Summer Reading Goodies

It’s time to stock the summer reading shelves for our kids so they can make use of those long, lazy days of summer ahead to travel places and meet people they never have before in the pages of books they don’t otherwise have time for during the school year. (I sincerely hope you have not packed their lives so full already that those long, lazy days really do loom before them as a deliciously anticipated breather for them?)

Recently I found myself feeling restless in my own reading world and quickly realized that my malady had to do with all the rush of the end-of-year activities and that I was reading no children’s books. What? How could this be! I have always found that throwing a children’s book into my mix keeps me sane. The child’s perspective helps adjust my own. I ransacked the lists of books by some of my favorite classic children’s authors for titles I have not read before and have quite a stack waiting.

Then I thought maybe some of my readers would appreciate enjoying them, too. Over the summer, I will share my thoughts on one or two children’s stories each week to give some possible options for your children’s summer reading.  

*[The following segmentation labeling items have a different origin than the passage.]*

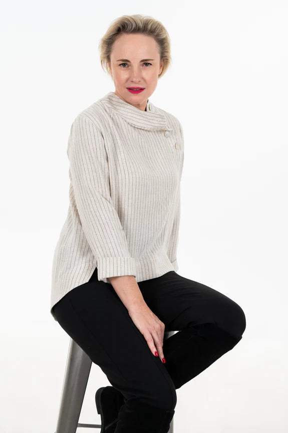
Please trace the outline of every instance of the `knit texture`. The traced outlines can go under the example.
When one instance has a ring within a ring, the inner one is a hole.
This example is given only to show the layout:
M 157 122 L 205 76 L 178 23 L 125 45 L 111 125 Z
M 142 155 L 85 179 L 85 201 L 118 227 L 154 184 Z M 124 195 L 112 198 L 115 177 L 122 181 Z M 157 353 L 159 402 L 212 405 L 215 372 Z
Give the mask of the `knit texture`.
M 52 265 L 52 307 L 88 282 L 177 271 L 181 125 L 148 99 L 147 111 L 114 92 L 83 110 L 68 139 L 69 206 Z

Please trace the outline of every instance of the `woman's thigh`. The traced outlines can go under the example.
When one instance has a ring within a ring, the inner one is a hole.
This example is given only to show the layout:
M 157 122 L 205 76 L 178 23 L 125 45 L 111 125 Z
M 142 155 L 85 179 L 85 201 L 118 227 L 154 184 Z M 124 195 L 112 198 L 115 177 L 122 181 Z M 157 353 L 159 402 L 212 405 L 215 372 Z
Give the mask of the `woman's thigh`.
M 94 275 L 55 306 L 59 324 L 126 398 L 174 409 L 175 386 L 165 364 L 152 353 L 113 286 Z
M 238 338 L 245 330 L 245 314 L 234 301 L 174 271 L 138 285 L 145 302 L 165 324 L 166 331 L 212 323 Z

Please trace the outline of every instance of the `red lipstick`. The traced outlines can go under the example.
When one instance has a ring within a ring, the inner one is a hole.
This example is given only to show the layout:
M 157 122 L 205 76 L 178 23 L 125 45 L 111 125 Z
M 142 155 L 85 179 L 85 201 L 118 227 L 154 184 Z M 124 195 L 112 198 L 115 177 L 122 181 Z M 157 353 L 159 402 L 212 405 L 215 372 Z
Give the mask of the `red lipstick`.
M 127 90 L 131 93 L 140 93 L 144 90 L 144 87 L 127 87 Z

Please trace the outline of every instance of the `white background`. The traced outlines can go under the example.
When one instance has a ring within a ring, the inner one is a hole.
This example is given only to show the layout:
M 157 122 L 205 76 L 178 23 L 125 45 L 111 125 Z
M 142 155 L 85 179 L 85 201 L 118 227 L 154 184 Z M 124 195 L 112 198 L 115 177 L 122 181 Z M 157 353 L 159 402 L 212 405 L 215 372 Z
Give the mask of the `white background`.
M 177 390 L 174 432 L 285 433 L 287 2 L 27 0 L 1 10 L 1 433 L 55 430 L 70 337 L 50 312 L 51 275 L 68 138 L 77 115 L 115 90 L 98 43 L 134 14 L 160 20 L 171 41 L 150 99 L 184 130 L 178 273 L 232 299 L 246 320 L 238 344 Z M 95 393 L 109 384 L 92 364 L 79 422 L 100 423 Z

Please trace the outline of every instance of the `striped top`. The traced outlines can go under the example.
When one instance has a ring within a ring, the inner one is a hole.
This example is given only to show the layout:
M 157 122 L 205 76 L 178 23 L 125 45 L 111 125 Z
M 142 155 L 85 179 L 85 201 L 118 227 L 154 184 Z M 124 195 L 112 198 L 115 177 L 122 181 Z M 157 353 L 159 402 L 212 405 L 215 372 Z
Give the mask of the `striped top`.
M 87 283 L 177 271 L 182 128 L 148 100 L 143 111 L 110 92 L 80 112 L 68 139 L 69 206 L 52 265 L 50 312 Z

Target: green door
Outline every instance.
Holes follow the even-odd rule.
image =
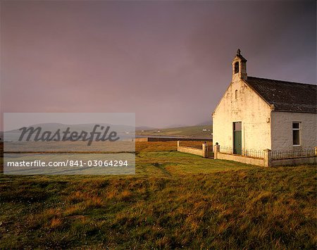
[[[242,154],[242,137],[241,122],[233,123],[233,154]]]

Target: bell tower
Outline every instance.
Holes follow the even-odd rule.
[[[247,59],[241,55],[240,49],[237,51],[237,55],[232,61],[232,81],[240,79],[247,80]]]

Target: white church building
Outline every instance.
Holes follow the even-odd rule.
[[[213,141],[244,149],[290,151],[317,146],[317,86],[249,77],[238,49],[232,78],[213,113]]]

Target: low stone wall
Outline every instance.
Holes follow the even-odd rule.
[[[317,156],[297,157],[287,159],[271,160],[271,166],[273,167],[278,165],[299,165],[305,163],[317,163]]]
[[[202,149],[195,149],[195,148],[190,148],[189,146],[180,146],[178,148],[178,151],[182,153],[188,153],[192,154],[196,154],[197,156],[203,156],[203,151]]]
[[[265,166],[263,158],[247,157],[243,156],[237,156],[235,154],[229,154],[218,152],[217,153],[217,159],[234,161],[245,164]]]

One I read this past weekend was by one of my favorite childhood authors and whose books I read to my own children and regularly recommend to others is Eleanor Estes. I should not have been surprised to discover she was a children’s librarian. In fact, she was married to one as well, a man who later taught at a school offering library science. Naturally I have read the Moffat family stories: The Moffats, The Middle Moffat, Rufus M., and The Moffat Museum. Janey was one of my best friends in books and all of my children loved her books in elementary school—well, probably still do. Janey Moffat was Eleanor Estes herself and many of the happenings in the Moffat home were memories of her own childhood. Her father really did die when she was young and her mother really did support the family with her seamstress business in their home. She also told them stories by the score and cultivated their own love of stories. I say this so we know who to really thank for the delightful hours we have spent reading Estes’s books.

Estes’ story-rich upbringing gives her a way of describing the inner workings of a child’s mind—it’s sudden connections, flights of fancy, purposeful decisions based on rather random associations. She never forgot her own joy in the every day—and sometimes unpredictable moments—of childhood and communicates them in a way that a child instantly understands. I still vividly remember my enchantment with The Little Oven, Pinky Pye, Ginger Pye,  and The Coat Hanger Christmas, all of which inspired many play hours for me as a little girl. I fervently wish I had read The Hundred Dresses as a child and learned some of those valuable life lessons and spared myself many a misery as a result.

A quick glance through her more than 20 published children’s books revealed several I have not yet read, many because I had grown up and left that genre behind by the time they came into print.

The Lost Umbrella of Kim Chu took me straight back to those forgotten days. Kim’s adventure begins in a library, (don’t all the best?), when her father’s irreplaceable umbrella is missing when she goes to retrieve it to go home. Her grandmother insists she must find it and she leaves her Chinatown tenement to wander the streets of New York in quest of the family’s treasured possession. This is where her adventures begin and before the afternoon is out, she has found herself taking her first ride on the El, first voyage on the ferry, and solving a mystery. Estes’s books are perfect for first through sixth grade readers. Chapters are short and the turns and twists of plot and unexpected surprises keep a child’s interest. Of course, they all have happy endings.

If your children like mystery stories or fantasy fiction, this one is perfect.